March 27, 2013

"The Childhood of Jesus" by J.M. Coetzee

The Childhood of JesusThe Childhood of Jesus by J.M. Coetzee
My rating: 3 of 5 stars

Coetzee's latest novel is one of his best: a multi-layered philosophical novel, on the one hand an allegory about a mysterious, indeterminate land where "desires" do not exist and where everyone is an immigrant, and on the other hand a tale about a boy with special faculties who does not fit in - he has some "Jesus-like" traits, and the Biblical Jesus floats as a constant allegory above the (secular) story, but with a healthy dose of Kafka added.

First the land (Novilla) where a man (Simon) and a boy (David) arrive. They are not related, the man has met the boy who had become separated from his mother during the trip on a ship and only wants to help him find his mother again. In fact, the man keeps insisting that he is not the boy's father. The ship in which they came may have sunk. After a six-week stay in a center where all new arrivals have to go, where their memories of a previous existence are erased and where they have to learn the language of the land, which is Spanish, the man is helped by a bureaucracy with some Kafkaesque traits to work (as a stevedore on a wharf unloading grain) and an apartment. Life in the new country is very sober: the only food is bread ("the staff of life"), there is no meat - except rats. There are almost no shops. Work is done by hand: the sacks of grain are carried out of the ships on the backs of the stevedores, cranes have not been installed, and the grain is brought to the warehouse by horse-drawn carts. Sexual desire is also absent, it is a strangely bloodless world - when the man, who still has some memories of the past, approaches a young woman, she is disgusted. People are hard-working, kind and friendly, they spend their evenings going to free courses, in philosophy, Spanish and drawing. Or they watch sports matches, which are of course also free, for it are games, and "you don't pay to watch a game." This sober world looks very much like Coetzee, for hasn't his alter ego Elizabeth Costello been pleading for vegetarianism? It is the opposite of the contemporary consumption society, where people have too many "desires," and it has a certain Buddhist Utopian character - I was reminded of the saying "I am content with what I have" carved in a stone wash basin in the Ryoanji Temple in Kyoto. The Buddhist ideal of non-attachment is frequently evoked in the book. The question is: is this a real land or are we in a sort of limbo or afterlife - remember the ship which seems to have sunk.

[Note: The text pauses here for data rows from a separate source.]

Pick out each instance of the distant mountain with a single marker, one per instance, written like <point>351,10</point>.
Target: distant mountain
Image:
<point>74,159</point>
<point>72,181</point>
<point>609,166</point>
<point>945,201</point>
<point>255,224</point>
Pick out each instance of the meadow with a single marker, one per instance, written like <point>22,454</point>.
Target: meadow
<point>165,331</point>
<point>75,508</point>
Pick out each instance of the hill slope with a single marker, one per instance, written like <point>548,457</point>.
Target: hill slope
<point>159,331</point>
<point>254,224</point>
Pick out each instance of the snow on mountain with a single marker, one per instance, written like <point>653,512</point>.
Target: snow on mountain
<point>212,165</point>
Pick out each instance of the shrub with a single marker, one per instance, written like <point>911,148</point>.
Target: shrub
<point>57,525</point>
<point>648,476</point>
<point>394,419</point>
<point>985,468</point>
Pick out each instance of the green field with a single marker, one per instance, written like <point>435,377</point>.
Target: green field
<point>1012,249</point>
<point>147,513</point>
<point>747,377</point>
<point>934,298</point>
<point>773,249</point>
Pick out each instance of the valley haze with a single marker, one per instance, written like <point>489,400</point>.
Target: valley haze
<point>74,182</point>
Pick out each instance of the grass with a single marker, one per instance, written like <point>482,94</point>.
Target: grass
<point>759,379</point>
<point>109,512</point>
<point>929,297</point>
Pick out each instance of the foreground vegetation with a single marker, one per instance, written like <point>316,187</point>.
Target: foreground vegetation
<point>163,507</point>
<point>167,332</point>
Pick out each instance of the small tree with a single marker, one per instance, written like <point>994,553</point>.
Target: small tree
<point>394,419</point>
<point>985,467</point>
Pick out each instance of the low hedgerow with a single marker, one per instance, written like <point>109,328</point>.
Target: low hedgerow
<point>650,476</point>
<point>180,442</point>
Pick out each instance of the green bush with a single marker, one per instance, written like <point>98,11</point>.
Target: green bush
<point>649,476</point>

The man doesn't know the mother of the boy but he believes intuition will tell him when he meets her. And so he matches up the boy with a thirty-ish woman he sees playing tennis with her brothers in a resort (Ines). She is a virgin (of course, considering the title). The man gives her his apartment and lives himself in a shed at the wharf. Unfortunately, although he had become good comrades with the boy, the new mother is extremely possessive and first completely shuts him out. Later (after having fixed her toilet) he is allowed into a closer relationship with her and the boy, as a sort of "uncle" or "godfather." Here, the novel changes to the education of the boy who has several unique and idiosyncratic traits and doesn't fit into the school system. When asked to write "I must tell the truth" on the blackboard, he writes instead: "I am the truth."

When the boy is forcibly put into an institution, the man and the woman flee with him into the desert, heading for a new life. The "Jesus" allusions get stronger here, the boy even acquires his first "disciple."

This "gospel according to Coetzee" - putting self denial above sensuality, written in his usual austere style - has a haunting quality and after finishing keeps turning around in your mind.

"Why are we here?" asks the boy. "I don't know what to say," Simon replies. "We are here for the same reason everyone else is. We have been given a chance to live and we have accepted that chance. It is a great thing, to live."